We count it a joy and an honor to be here in Southeast Asia during this time. There are moments when we think that it would be easier to be home near our family and our son, who is at the university in California. However, we know there are many people who haven’t heard the story of hope and redemption in this country.

Our Father has encouraged us this week to remember that we are not alone, for He is closer to us than any of our family could ever be.

Since the first week of January, we became aware of COVID-19. Because our country is one of the popular tourist locations for Chinese mainlanders, the government quickly put some barriers in place for protection. However, there was a large Islamic missionary gathering with 16,000 attendants on February 27. Many attendants were from outside of the country and over 5,000 were locals. Thus far, there are over 300 infected people who attended, and the numbers are growing daily with the development of 400 new cases.

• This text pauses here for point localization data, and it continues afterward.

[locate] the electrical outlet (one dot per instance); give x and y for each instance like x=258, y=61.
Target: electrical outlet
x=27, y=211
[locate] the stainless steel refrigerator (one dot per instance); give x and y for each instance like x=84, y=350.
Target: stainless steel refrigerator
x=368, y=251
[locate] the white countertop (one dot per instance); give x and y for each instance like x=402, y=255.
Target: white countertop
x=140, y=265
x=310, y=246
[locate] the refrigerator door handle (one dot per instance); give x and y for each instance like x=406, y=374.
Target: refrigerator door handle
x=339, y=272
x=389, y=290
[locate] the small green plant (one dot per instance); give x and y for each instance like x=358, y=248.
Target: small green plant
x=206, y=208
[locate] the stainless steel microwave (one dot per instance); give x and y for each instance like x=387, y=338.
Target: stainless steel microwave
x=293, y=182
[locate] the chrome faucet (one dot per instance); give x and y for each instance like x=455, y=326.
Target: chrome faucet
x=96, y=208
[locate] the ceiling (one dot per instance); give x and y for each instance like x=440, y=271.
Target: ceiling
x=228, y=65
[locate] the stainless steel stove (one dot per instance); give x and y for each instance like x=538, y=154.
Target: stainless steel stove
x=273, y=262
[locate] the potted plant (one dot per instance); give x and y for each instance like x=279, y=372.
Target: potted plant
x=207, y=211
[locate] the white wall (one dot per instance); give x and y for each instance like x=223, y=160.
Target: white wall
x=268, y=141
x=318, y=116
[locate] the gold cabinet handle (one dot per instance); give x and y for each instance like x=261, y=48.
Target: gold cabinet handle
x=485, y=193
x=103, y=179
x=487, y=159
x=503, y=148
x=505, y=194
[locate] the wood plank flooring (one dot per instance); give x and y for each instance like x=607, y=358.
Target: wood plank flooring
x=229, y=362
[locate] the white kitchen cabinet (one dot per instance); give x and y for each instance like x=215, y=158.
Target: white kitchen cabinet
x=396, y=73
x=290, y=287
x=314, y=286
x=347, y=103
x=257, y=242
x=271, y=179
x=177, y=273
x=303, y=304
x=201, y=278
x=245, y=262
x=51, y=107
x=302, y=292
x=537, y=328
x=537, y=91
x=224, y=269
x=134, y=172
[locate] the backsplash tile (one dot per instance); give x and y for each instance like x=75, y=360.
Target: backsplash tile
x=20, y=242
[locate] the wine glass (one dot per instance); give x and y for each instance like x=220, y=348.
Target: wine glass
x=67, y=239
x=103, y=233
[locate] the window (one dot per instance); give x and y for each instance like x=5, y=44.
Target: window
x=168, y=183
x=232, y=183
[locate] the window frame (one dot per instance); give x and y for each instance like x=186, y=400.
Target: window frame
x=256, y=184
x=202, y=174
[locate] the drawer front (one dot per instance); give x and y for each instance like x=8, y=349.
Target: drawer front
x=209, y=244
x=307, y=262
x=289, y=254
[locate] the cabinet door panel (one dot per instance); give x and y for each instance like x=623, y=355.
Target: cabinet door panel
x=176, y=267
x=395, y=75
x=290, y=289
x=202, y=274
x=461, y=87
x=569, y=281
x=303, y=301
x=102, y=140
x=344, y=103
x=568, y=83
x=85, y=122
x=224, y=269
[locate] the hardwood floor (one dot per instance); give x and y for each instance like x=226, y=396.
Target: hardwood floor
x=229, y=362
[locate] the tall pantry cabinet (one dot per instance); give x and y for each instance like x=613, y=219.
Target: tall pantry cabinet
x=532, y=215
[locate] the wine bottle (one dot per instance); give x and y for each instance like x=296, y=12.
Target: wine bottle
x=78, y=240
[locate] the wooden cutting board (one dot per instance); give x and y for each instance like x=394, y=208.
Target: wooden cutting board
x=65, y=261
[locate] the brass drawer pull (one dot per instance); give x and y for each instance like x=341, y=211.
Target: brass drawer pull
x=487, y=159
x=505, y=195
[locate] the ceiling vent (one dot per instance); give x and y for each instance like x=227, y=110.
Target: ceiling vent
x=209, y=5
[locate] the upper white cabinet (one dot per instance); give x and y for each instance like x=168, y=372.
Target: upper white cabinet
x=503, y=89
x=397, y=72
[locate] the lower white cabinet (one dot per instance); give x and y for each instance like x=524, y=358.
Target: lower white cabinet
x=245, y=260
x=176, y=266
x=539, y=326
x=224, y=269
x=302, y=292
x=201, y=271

Last week, the government announced that we would be on movement control through March 31. We will not be allowed to leave our homes, except to buy food and medicines. Transportation and gas stations are only available for emergencies and essential travel to far-off markets. They will begin roadblocks and check every car to ensure that people are going where they need to.

In our township, people follow the rules. We live in a large neighborhood that is very established and quieter than some areas of our city. All amenities have been closed, and there are no social gatherings in common areas. We aren’t allowed to have any visitors at this time either. We are fortunate that we can walk seven minutes from here to a local Quick Mart. We haven’t traveled by taxi to the larger grocery market yet, as we are afraid that officials will stop us and ask why we’re traveling so far when we have a closer market. No restaurants are open, but some have delivery options or take out if you can walk to it.

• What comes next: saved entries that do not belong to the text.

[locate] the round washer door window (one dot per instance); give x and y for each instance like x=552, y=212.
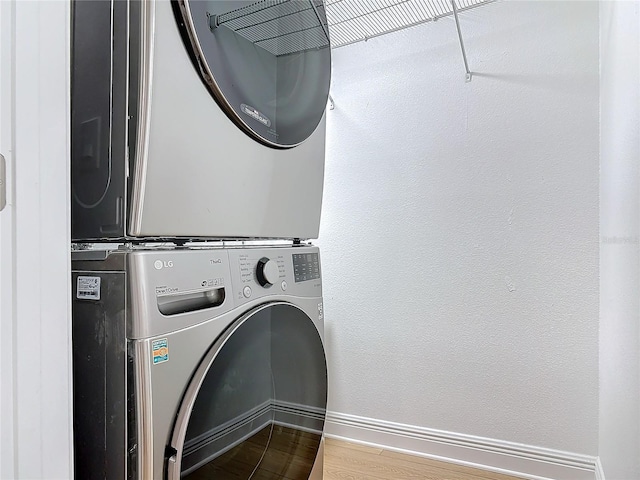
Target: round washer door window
x=256, y=406
x=267, y=63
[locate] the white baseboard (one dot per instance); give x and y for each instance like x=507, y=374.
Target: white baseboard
x=517, y=459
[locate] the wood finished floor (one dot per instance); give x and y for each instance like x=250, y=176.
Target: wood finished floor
x=348, y=461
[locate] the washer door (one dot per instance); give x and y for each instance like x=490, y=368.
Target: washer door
x=267, y=63
x=256, y=404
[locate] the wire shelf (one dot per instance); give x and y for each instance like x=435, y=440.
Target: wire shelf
x=279, y=26
x=352, y=21
x=288, y=26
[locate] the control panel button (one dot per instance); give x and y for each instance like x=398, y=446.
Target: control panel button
x=267, y=272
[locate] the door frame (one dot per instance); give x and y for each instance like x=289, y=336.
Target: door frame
x=35, y=306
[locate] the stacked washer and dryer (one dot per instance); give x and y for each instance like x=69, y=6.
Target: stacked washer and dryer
x=198, y=140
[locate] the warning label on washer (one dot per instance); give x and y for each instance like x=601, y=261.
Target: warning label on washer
x=160, y=351
x=88, y=288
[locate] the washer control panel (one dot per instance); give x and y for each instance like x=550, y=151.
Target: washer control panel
x=258, y=272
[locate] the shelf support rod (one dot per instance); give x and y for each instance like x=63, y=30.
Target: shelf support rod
x=464, y=53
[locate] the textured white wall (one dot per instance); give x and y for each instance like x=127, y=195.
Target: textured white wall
x=619, y=444
x=460, y=226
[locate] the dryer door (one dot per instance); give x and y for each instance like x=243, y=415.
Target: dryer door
x=266, y=62
x=256, y=404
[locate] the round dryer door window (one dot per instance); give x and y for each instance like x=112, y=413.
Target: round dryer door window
x=256, y=405
x=267, y=63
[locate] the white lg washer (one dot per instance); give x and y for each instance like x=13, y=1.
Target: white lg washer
x=198, y=364
x=198, y=119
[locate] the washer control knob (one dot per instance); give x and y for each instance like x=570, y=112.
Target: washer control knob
x=267, y=272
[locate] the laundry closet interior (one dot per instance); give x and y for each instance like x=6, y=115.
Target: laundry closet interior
x=408, y=225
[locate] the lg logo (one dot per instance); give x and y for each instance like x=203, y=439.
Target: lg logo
x=159, y=264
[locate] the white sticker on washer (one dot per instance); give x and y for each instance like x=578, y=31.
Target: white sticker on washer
x=88, y=288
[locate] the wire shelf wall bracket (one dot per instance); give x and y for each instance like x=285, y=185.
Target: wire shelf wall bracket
x=469, y=74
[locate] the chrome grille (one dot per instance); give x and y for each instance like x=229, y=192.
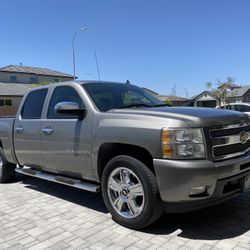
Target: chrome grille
x=230, y=141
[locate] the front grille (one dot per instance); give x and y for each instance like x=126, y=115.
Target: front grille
x=230, y=141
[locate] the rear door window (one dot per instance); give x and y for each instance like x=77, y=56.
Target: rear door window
x=33, y=105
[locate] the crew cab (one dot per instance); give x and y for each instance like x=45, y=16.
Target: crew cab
x=145, y=157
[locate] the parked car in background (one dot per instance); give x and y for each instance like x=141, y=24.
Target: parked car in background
x=241, y=107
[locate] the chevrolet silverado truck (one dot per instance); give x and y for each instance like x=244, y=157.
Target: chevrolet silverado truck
x=145, y=157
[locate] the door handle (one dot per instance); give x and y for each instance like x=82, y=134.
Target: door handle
x=47, y=130
x=19, y=129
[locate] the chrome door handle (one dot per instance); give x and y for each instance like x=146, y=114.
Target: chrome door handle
x=47, y=130
x=19, y=129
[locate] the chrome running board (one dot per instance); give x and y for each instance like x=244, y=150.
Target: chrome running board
x=59, y=179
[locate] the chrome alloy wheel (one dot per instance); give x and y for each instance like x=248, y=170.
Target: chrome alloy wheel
x=1, y=165
x=125, y=192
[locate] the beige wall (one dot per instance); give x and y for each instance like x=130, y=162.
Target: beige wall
x=10, y=110
x=26, y=78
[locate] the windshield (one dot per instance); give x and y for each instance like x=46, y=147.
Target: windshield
x=108, y=96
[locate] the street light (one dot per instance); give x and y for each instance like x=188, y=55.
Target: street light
x=73, y=49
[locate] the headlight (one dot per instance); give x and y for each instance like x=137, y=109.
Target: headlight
x=186, y=143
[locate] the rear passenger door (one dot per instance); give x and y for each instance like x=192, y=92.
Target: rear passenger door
x=27, y=129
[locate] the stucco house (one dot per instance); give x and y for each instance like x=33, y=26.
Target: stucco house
x=10, y=97
x=29, y=75
x=15, y=80
x=204, y=99
x=241, y=94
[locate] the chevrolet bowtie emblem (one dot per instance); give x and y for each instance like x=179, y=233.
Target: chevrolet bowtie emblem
x=244, y=137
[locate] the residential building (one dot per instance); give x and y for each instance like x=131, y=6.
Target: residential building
x=241, y=94
x=15, y=80
x=204, y=99
x=10, y=97
x=173, y=100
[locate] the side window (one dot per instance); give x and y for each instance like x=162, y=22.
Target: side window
x=132, y=97
x=33, y=105
x=238, y=108
x=63, y=94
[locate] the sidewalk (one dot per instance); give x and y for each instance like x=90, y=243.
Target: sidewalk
x=36, y=214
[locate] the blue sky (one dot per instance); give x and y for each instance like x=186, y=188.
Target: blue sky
x=158, y=44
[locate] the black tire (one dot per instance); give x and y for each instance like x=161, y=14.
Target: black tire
x=7, y=170
x=150, y=202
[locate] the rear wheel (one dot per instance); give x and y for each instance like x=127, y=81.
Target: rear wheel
x=7, y=170
x=130, y=192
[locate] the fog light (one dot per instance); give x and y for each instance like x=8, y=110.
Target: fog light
x=198, y=191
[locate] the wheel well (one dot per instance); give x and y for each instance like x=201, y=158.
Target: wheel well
x=107, y=151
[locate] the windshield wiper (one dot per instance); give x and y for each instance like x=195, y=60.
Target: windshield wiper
x=161, y=105
x=134, y=105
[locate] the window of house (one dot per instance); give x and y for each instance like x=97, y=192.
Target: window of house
x=33, y=79
x=13, y=78
x=63, y=94
x=33, y=106
x=7, y=102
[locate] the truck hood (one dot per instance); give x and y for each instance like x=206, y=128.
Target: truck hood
x=204, y=117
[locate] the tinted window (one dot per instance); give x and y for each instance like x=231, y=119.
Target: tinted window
x=113, y=95
x=63, y=94
x=242, y=108
x=33, y=105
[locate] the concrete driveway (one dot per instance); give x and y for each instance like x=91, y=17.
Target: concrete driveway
x=37, y=214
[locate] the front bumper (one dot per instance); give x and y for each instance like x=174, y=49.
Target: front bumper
x=223, y=180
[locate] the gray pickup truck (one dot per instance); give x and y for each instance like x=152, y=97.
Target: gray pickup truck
x=145, y=157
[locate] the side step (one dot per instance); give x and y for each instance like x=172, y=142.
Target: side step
x=59, y=179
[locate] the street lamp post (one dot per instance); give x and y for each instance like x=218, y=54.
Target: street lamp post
x=73, y=49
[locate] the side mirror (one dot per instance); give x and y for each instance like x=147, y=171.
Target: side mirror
x=70, y=108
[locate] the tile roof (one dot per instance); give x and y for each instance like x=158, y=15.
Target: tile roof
x=13, y=89
x=171, y=98
x=34, y=70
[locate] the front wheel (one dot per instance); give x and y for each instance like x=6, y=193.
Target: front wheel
x=130, y=192
x=7, y=170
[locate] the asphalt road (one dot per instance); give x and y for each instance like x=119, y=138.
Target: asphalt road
x=37, y=214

During this time of lockdown, you may find yourself asking, “What can I do in a situation where I’m staying at home all day?”

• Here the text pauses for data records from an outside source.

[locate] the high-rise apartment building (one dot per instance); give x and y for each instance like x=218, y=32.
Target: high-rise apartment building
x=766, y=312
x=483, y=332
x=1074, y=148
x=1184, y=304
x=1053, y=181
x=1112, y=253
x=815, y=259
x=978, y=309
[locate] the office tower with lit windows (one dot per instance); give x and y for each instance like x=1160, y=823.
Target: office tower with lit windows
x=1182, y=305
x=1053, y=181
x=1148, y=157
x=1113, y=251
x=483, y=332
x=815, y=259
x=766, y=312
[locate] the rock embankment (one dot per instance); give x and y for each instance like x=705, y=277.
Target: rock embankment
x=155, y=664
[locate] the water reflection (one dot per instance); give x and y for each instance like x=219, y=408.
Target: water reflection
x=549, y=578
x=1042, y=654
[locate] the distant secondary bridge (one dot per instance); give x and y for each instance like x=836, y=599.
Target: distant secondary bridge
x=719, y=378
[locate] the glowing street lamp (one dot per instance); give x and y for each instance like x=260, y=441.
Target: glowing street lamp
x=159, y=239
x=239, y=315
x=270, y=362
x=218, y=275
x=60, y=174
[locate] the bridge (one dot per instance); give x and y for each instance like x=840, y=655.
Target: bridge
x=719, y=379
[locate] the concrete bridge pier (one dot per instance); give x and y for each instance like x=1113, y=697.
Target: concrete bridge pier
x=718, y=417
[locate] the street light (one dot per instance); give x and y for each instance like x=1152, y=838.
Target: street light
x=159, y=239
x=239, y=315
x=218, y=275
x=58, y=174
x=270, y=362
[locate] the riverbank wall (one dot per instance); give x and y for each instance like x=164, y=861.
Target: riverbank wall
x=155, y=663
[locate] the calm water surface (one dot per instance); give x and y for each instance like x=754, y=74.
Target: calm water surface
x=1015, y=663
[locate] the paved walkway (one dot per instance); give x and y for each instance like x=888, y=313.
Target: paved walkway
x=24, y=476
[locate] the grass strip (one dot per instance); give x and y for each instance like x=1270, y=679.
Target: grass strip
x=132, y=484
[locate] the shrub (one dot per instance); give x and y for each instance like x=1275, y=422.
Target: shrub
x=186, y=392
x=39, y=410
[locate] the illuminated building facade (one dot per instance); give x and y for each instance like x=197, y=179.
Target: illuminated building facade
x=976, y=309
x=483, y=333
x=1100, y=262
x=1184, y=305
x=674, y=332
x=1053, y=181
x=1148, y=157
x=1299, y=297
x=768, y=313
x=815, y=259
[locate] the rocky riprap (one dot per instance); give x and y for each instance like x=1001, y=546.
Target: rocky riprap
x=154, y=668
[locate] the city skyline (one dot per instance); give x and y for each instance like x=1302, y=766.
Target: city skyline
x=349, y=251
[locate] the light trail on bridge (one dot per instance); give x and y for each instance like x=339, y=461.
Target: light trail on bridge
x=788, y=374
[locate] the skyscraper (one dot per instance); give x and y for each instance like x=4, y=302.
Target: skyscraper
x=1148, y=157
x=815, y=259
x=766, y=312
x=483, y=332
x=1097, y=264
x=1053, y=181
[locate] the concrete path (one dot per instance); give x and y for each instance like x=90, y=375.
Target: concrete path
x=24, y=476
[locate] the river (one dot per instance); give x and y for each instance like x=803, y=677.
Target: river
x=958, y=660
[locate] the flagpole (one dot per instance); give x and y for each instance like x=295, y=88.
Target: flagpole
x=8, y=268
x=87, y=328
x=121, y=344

We’ve decided to watch sermons online, pray for people, and worship so that when we have a chance, we are ready to share His help with others. We had the idea to buy basic items to give to people, such as teabags, tea cookies, rice, and chocolate. Along with these items, we’re writing a short note to tell people that we are praying for them and to remind them that they’re not alone. We also have a box outside our door for neighbors to drop in their prayer requests. Our condominium is mixed with Malay (Muslim), Indian (Hindu), and Chinese (Buddhist, Daoist, and maybe 2-4 Christ Followers), as well as a couple from France and Germany. Today, we opened the door as we worshiped, hoping that our neighbors will hear us rejoicing and become full of peace. Maybe it will open a door for us to enter into their lives.

Right now, there are limited international flights, if any at all. However, we feel confident that the Father still has us here for a reason. It’s extremely hard at some moments, especially with our son being in the U.S. and the schools being closed here. We were partnering with an education foundation that helps refugees from Middle East and South Asian countries, as well as urban poor and indigenous peoples of the eastern island of our country. But, this is the real test: will we trust God—no matter what?

We are grateful for the prayers of the Brentwood Baptist campuses. Please pray that we will remain healthy and that God will use us to share His peace to people, who have so many questions right now. We are also thankful for your financial giving, too. We do have some financial needs at this time, as a church in Georgia decided that they would not support us this year. Please pray that the Father would bring new supporters.

We love our little community here, and we are continuing to meet new people weekly. Just this week, we have met three new people. Please pray for them: Abraham (Malay Muslim), Mrs. Liew (Chinese Buddhist), and Akhbar (Malay Muslim). Also, we ask that you pray for our refugee friend, Suhayla (Palestine), and for our coffee friend, Samantha (Chinese Daoist).

We love you, and you are a blessing to us.